Shares in Lloyds Banking Group (LON:LLOY) have gained ground in London this morning, outperforming the broader market, as the Treasury said that its stake in the bailed-out lender had dropped to below three percent. The news comes after Chancellor of the Exchequer Philip Hammond signalled last week that the government was on track to recover all the £20.3 billion it injected into the blue-chip bank during the financial crisis.
As of 08:19 GMT, Lloyds’ share price had added 0.46 percent to 68.16p, outperforming the blue-chip FTSE 100 index which has climbed marginally higher and is currently 0.24 percent better off at 7,375.52 points. The stock has recouped some of the losses posted in the previous session, when shares in Lloyds and peer Royal Bank of Scotland (LON:RBS) were sold off amid concerns that Scotland might again vote on its independence.
Lloyds disclosed in a statement this morning that the government’s holding in the group had dropped to 2.95 percent. The Treasury has been selling shares in the bailed-out lender via a pre-arranged trading plan to institutional investors, and expects to return the bank to the private sector by the end of 2017-18.
“Lloyds’ recent annual results show that we are in a good position to reduce our shareholding further and expect to recover all of the money taxpayers injected into the bank during the financial crisis,” Simon Kirby, economic secretary to the Treasury, commented in today’s statement.

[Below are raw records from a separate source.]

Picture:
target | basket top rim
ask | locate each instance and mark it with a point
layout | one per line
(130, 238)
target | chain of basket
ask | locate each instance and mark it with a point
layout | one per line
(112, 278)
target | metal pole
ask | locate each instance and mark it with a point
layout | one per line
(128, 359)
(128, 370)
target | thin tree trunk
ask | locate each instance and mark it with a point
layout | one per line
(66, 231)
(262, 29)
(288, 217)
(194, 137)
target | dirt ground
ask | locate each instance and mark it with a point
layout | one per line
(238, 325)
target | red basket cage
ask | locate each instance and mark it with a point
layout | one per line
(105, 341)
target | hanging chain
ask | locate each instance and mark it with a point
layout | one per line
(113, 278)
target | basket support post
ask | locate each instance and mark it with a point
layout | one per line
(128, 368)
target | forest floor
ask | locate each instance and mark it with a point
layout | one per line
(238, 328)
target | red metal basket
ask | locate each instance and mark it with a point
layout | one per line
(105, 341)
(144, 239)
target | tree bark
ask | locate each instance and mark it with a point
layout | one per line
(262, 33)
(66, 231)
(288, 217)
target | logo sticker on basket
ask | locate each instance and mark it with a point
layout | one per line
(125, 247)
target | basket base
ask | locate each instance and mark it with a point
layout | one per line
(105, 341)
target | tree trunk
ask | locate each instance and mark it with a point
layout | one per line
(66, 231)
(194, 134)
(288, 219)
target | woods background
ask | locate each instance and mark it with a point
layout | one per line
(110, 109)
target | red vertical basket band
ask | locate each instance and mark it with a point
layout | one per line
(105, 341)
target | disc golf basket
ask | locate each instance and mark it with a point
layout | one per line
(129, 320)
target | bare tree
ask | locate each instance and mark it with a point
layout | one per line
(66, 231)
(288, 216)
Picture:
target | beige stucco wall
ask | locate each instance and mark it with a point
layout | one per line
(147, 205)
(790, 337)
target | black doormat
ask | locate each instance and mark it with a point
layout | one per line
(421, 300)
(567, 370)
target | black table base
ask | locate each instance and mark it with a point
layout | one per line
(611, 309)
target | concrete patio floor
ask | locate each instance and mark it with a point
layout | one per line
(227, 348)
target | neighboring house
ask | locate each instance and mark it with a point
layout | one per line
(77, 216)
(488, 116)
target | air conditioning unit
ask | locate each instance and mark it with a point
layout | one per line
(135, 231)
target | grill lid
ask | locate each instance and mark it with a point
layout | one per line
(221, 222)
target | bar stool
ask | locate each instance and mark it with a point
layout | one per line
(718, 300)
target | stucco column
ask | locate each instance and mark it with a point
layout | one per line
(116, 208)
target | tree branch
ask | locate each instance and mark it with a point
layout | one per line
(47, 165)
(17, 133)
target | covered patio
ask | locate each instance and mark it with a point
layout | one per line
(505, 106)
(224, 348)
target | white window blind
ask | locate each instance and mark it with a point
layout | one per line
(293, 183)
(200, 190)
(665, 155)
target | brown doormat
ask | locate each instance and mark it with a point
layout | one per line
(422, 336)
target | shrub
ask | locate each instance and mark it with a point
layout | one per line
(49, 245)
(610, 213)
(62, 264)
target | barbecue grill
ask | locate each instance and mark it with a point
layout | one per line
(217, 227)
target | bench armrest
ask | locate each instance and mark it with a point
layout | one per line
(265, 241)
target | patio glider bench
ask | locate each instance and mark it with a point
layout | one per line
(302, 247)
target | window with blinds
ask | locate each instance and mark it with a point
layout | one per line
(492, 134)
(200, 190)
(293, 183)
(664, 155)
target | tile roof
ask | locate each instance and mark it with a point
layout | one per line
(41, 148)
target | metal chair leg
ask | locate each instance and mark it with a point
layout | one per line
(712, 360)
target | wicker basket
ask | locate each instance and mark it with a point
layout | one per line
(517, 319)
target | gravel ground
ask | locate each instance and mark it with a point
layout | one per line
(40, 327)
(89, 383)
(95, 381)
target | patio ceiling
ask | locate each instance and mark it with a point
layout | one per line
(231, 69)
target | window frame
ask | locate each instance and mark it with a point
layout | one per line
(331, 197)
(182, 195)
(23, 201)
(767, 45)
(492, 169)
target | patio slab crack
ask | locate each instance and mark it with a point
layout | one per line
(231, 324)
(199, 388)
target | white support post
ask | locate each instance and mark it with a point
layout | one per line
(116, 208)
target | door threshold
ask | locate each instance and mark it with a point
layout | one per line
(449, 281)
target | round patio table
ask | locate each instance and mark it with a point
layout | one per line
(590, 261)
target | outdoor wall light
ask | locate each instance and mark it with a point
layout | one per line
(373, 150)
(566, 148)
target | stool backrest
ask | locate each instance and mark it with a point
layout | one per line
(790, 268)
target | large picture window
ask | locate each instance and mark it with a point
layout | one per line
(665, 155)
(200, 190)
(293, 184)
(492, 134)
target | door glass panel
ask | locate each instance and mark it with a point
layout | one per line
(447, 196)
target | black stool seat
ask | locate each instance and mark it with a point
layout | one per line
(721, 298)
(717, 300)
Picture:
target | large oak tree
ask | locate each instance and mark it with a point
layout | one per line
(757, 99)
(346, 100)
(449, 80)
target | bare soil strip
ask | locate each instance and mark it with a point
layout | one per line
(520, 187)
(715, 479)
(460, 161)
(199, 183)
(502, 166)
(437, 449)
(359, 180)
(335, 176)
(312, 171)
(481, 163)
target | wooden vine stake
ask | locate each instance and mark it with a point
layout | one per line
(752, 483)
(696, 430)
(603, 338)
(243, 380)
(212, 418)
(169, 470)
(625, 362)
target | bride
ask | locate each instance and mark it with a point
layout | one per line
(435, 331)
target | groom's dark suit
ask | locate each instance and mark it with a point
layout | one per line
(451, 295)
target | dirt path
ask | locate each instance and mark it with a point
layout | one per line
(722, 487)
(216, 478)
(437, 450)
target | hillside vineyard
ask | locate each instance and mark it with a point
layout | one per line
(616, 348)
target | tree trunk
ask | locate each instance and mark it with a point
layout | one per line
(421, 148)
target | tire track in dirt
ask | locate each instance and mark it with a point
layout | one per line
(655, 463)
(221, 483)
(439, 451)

The lender’s shares, however, came under pressure yesterday, along with RBS, after Scotland’s First Minister Nicola Sturgeon demanded a second vote on independence.
“Royal Bank (of Scotland) and Lloyds both have sizeable Scottish operations, so it depends what [...] ultimately happens there and whether (Scotland) actually exits the UK and stays part of Europe,” Shore Capital’s Greenwood said, as quoted by Reuters.
Lloyds and RBS had both said that they would relocate to England if Scotland voted for independence back in 2014.